In computer vision we generally need to provide the classifier samples of various objects and these samples are classifier as positive images or negative images. The difference between the both are that positive images are images or samples of just the object of being classified while negative images or samples are images of other objects not containing our positive sample.
To gather positive images quickly we want to use a sample set that has been collected from Image-Net which can display all images relating to a classified tag which is basically a database of images that are organized based on a search term such as for example "computer". Image-Net is free and open source to use which basically just takes images from the internet or Google and classifies them for us already and packages all images into download links for us to quickly download.
For positive images, we want them to be no more in dimensions of 50 pixels by 50 pixels and we want the images to be squared to make the classifier as accurate as possible and at the same time to quickly train it. Any dimensions bigger than 50 pixels by 50 pixels is just pushing for the classifier to work harder (your computer). We want to be able to keep retraining the classifier multiple times using various object sets we will be generating.
Like positive images, we can obtain negative images off from Image-Net so not much more explaining will be put into negative images.
Some things to note about negative images is that generally we want to have at least twice the amount of samples compared to positive images. For example we have 1,000 positive images then we need at least 2,000 negative images of anything other than the positive image. Also the dimensions should be larger than positive images so the maximum we can have positive images at are 100 pixels by 100 pixels in dimension.
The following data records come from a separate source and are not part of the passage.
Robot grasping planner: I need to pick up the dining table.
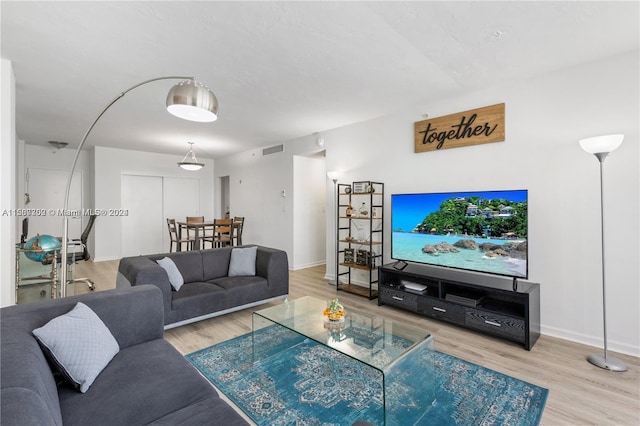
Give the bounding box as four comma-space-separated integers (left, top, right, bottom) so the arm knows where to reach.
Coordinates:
176, 220, 214, 251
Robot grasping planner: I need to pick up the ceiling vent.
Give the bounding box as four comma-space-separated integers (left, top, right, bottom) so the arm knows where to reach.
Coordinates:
262, 145, 284, 155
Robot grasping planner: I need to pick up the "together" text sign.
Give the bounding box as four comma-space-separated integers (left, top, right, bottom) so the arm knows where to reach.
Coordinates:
415, 104, 504, 152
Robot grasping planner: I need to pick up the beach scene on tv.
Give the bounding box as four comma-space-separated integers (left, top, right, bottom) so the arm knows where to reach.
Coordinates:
391, 190, 528, 278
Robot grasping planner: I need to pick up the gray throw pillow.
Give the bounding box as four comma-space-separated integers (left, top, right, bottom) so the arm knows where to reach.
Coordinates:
33, 303, 120, 393
156, 257, 184, 291
229, 246, 258, 277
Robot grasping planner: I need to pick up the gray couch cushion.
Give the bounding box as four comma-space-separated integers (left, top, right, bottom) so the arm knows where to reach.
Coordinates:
212, 276, 271, 306
201, 247, 231, 281
60, 339, 217, 426
151, 398, 247, 426
0, 388, 62, 426
167, 282, 229, 322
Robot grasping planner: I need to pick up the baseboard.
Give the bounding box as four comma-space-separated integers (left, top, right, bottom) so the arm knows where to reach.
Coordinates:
289, 260, 327, 271
540, 325, 640, 357
164, 294, 289, 330
91, 256, 122, 262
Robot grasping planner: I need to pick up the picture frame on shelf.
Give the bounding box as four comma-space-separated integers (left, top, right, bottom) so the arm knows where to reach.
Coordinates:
353, 180, 373, 194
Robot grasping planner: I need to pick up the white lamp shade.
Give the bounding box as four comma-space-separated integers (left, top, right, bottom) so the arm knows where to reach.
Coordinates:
167, 80, 218, 122
178, 163, 204, 171
178, 142, 204, 171
580, 135, 624, 154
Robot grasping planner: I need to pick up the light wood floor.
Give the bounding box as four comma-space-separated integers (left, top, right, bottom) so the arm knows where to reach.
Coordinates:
75, 261, 640, 426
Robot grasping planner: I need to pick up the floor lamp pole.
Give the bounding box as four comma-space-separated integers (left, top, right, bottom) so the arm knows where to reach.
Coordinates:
587, 152, 627, 371
331, 179, 340, 287
327, 171, 340, 287
60, 76, 201, 297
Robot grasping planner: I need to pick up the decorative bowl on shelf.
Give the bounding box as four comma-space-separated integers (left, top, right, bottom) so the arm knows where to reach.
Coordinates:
323, 298, 345, 322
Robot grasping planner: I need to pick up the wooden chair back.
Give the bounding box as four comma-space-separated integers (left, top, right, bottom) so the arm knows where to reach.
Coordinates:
233, 216, 244, 246
213, 219, 233, 247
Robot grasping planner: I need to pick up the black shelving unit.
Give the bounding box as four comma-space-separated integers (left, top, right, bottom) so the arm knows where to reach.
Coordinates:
336, 181, 384, 300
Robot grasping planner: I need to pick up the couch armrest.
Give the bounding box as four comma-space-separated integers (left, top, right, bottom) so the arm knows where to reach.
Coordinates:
1, 285, 164, 352
256, 246, 289, 296
118, 256, 173, 316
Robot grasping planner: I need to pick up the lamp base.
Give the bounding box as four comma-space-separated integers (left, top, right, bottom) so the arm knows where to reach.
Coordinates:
587, 354, 627, 371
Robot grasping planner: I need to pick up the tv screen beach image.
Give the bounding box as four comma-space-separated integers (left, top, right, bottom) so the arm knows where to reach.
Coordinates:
391, 190, 528, 278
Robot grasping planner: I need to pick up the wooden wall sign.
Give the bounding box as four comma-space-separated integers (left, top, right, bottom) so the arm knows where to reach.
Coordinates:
414, 103, 504, 152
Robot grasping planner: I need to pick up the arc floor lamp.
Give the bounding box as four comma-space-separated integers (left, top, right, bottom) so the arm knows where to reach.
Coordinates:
60, 76, 218, 297
327, 170, 340, 286
580, 135, 627, 371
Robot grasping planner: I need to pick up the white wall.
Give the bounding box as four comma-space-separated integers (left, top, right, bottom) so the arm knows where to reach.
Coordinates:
0, 59, 18, 306
93, 147, 214, 261
216, 51, 640, 356
17, 143, 93, 238
294, 156, 327, 270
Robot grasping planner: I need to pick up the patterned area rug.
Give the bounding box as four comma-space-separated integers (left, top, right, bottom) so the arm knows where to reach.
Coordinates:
187, 326, 548, 426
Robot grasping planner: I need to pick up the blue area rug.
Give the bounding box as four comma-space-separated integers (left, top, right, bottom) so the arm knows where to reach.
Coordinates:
187, 326, 548, 426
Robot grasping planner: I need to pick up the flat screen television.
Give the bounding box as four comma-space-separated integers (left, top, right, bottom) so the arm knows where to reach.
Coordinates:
391, 190, 528, 279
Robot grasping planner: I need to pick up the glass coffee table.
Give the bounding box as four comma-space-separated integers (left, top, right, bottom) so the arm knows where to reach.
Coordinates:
252, 297, 435, 424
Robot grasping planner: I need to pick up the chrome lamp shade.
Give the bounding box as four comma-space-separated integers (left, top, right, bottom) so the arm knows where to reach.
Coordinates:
167, 80, 218, 122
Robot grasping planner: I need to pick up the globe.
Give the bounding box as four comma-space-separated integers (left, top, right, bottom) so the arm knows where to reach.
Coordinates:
24, 234, 62, 263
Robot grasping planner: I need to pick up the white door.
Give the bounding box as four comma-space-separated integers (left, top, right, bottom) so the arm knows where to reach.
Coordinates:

Downloading all these images are daunting but we have a Python script that can do that for us instead of manually downloading each one, resizing them and then applying a grayscale filter to them. The Python script is called image_link_downloader.py which can be found at the Python Files page. Please go to the page download the file and put it in the workspace for OpenCV.
There is also an understanding that broken link images or images that don't exist on the website of host sometimes will display a common image that will be downloaded. We classify these images as "dirty" images that will affect our classifier accuracy and want to eliminate these "dirty" images. We can call these images as trash images to keep things simple because all they are to us is just trash. The task is easy but is also daunting if we have to do this manually but there is also a Python script for that. The script is called find_trash.py which basically finds all trash images and removed them from the set. This does it for both positive and negative image sets. You may also download this file at the Python Files page.
We also need to create descriptors for both the positive and negative samples which there is also a Python script called descriptors.py which looks into both samples and creates the list of images in each directory for us and outputs it into text files for us. You may download this file at the Python Files page.